Consultor da Organização das Nações Unidas para a Educação, a Ciência e a Cultura (Unesco), Luiz Antônio Caruso apresentou uma pesquisa realizada no ano passado entre alunos, professores e gestores do ensino médio. Segundo a pesquisa, 55% dos alunos se mostraram insatisfeitos com as mudanças decorrentes do NEM. Outros 63% criticaram a mudança na carga horária. Entre os professores, 76% se mostraram insatisfeitos com NEM. Já entre os gestores, esse índice é de 66%.
A audiência foi feita de forma interativa. Por meio do Portal e-Cidadania , internautas enviaram críticas e sugestões sobre o novo ensino médio. A senadora Professora Dorinha Seabra destacou algumas dessas mensagens. O internauta Alexandre, do Rio de Janeiro, questionou a padronização dos itinerários. Ana, do Rio Grande do Sul, sugeriu o uso dos institutos federais como padrão de qualidade do ensino médio. Já Angélica, de Minas Gerais, disse que o foco do ensino médios deve ser o preparo do aluno para a vida profissional e acadêmica.

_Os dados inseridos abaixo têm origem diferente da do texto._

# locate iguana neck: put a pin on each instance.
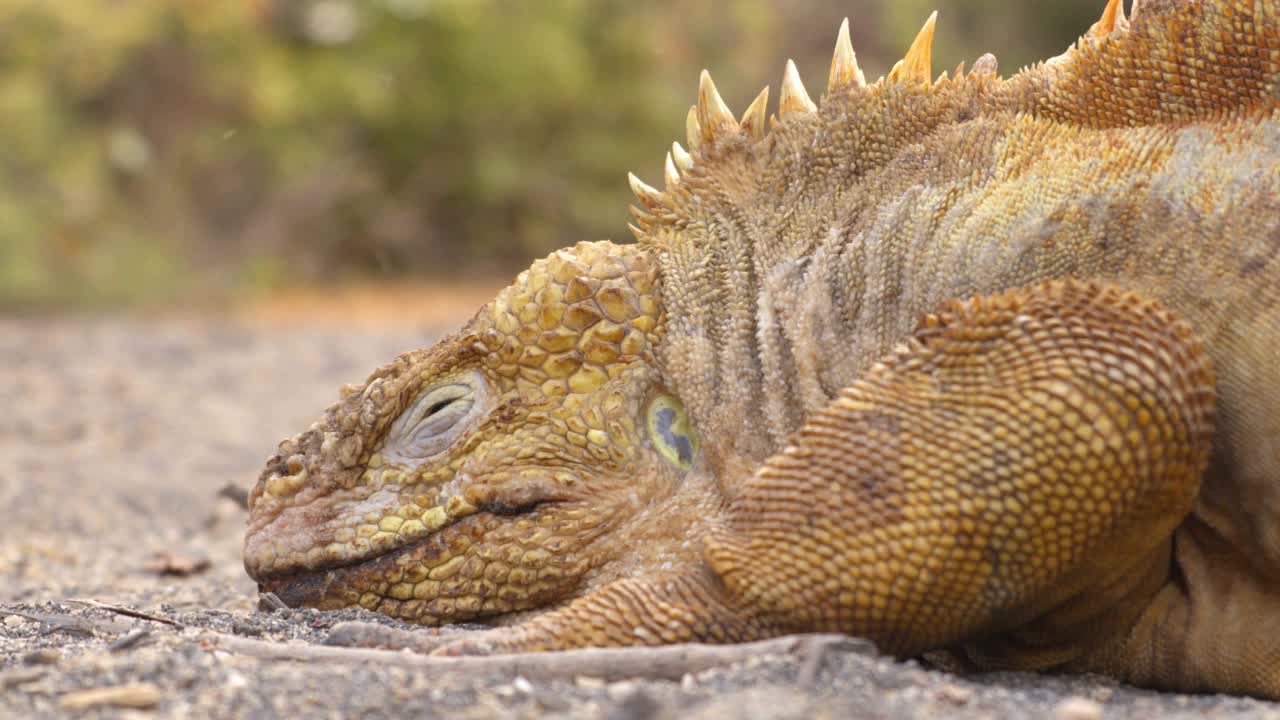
(769, 314)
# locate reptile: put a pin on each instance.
(978, 367)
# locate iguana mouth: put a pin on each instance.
(346, 583)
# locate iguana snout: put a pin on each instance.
(474, 478)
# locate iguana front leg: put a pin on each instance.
(1005, 483)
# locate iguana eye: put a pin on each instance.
(435, 419)
(671, 432)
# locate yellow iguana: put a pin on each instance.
(978, 365)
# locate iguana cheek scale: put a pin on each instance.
(963, 363)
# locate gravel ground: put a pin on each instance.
(122, 592)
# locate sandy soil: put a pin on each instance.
(119, 441)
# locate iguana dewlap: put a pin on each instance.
(973, 364)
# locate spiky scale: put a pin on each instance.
(917, 65)
(844, 63)
(648, 195)
(794, 98)
(753, 119)
(670, 173)
(684, 160)
(693, 128)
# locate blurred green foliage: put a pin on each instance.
(154, 149)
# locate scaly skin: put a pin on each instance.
(743, 427)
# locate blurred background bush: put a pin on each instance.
(164, 149)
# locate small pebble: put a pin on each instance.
(588, 682)
(138, 695)
(1078, 709)
(956, 695)
(44, 656)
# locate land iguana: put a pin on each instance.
(970, 365)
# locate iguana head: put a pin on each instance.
(588, 423)
(476, 477)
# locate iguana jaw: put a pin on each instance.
(504, 506)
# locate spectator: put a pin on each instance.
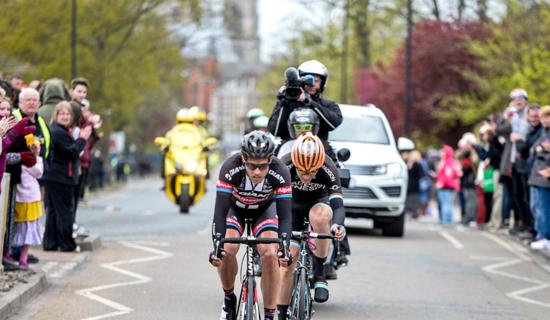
(16, 82)
(503, 131)
(52, 92)
(447, 183)
(79, 91)
(490, 151)
(467, 180)
(61, 179)
(28, 206)
(97, 171)
(416, 173)
(520, 127)
(540, 180)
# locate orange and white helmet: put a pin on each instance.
(308, 153)
(518, 92)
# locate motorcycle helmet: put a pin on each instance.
(254, 113)
(308, 153)
(258, 145)
(261, 122)
(197, 113)
(315, 68)
(184, 116)
(304, 119)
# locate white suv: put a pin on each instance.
(379, 177)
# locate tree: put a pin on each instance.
(514, 55)
(126, 49)
(440, 56)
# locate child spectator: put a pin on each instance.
(28, 207)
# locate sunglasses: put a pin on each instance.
(307, 173)
(254, 166)
(305, 127)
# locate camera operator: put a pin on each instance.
(328, 111)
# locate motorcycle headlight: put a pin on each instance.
(191, 166)
(179, 167)
(393, 169)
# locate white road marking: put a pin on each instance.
(206, 230)
(506, 246)
(65, 267)
(48, 266)
(451, 239)
(113, 266)
(519, 294)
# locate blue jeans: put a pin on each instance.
(538, 217)
(544, 209)
(506, 198)
(446, 199)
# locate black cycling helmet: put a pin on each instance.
(305, 117)
(257, 144)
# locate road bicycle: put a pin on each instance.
(248, 307)
(301, 302)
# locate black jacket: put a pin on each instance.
(64, 158)
(328, 112)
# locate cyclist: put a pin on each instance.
(253, 184)
(317, 197)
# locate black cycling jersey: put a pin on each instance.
(325, 184)
(235, 191)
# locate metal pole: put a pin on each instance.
(344, 65)
(408, 70)
(73, 40)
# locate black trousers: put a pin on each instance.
(520, 198)
(59, 218)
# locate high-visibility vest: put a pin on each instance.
(43, 127)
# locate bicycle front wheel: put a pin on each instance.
(251, 300)
(301, 299)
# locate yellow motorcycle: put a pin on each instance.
(185, 164)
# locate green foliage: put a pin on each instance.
(515, 55)
(374, 36)
(124, 49)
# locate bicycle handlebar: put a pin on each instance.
(299, 235)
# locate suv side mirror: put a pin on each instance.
(343, 154)
(404, 144)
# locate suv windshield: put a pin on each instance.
(361, 128)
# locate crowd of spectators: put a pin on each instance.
(499, 179)
(48, 132)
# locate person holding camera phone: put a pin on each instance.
(311, 89)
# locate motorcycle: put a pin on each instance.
(185, 165)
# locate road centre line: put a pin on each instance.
(114, 266)
(506, 246)
(452, 240)
(518, 294)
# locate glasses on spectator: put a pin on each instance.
(254, 166)
(303, 127)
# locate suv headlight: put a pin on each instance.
(394, 169)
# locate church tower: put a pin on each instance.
(241, 22)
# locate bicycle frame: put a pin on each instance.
(248, 307)
(300, 307)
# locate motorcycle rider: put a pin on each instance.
(250, 117)
(317, 198)
(328, 111)
(184, 119)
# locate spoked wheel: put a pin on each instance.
(184, 199)
(248, 304)
(301, 299)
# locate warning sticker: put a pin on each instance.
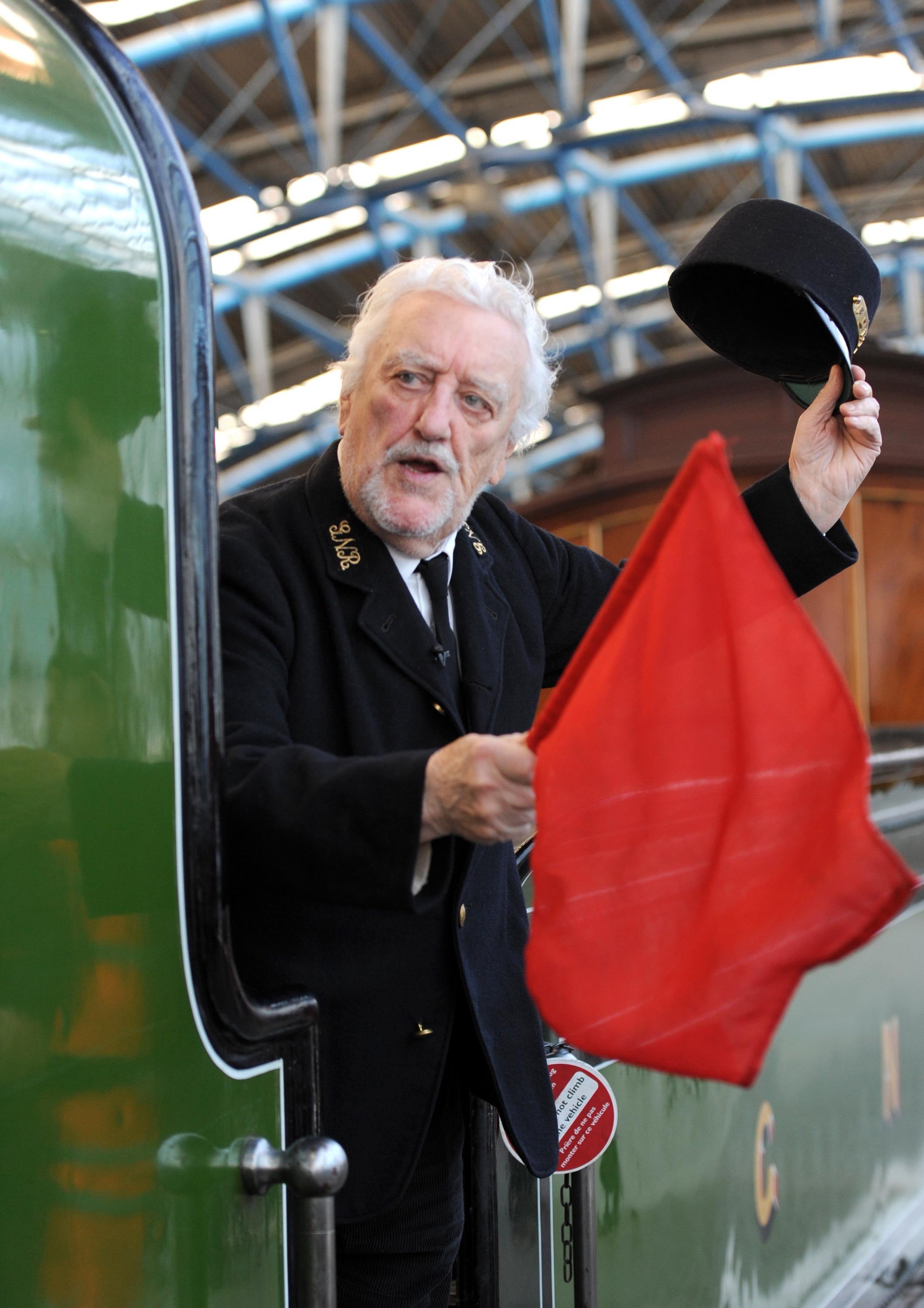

O PL 5.230/2023 é uma alternativa apresentada pelo governo para substituir o novo ensino médio, instituído por lei em 2017, mas cujas regras começaram a ser aplicadas em 2022 para parte dos alunos até a suspensão do modelo, em 2023, para reavaliação. Uma das principais mudanças propostas pelo projeto de reforma é a recomposição da carga horária para a formação geral básica, que vinha sendo reivindicada por especialistas e movimentos ligados à educação. A carga, que pelas regras atuais do NEM é de 1.800 horas, pelo projeto em análise passa a ser de 2.400 horas.
O projeto foi aprovado em março pela Câmara, na forma de um substitutivo (texto alternativo) do deputado Mendonça Filho (União-PE). Ele foi ministro da Educação entre 2016 e 2018, época do lançamento da primeira versão da reforma.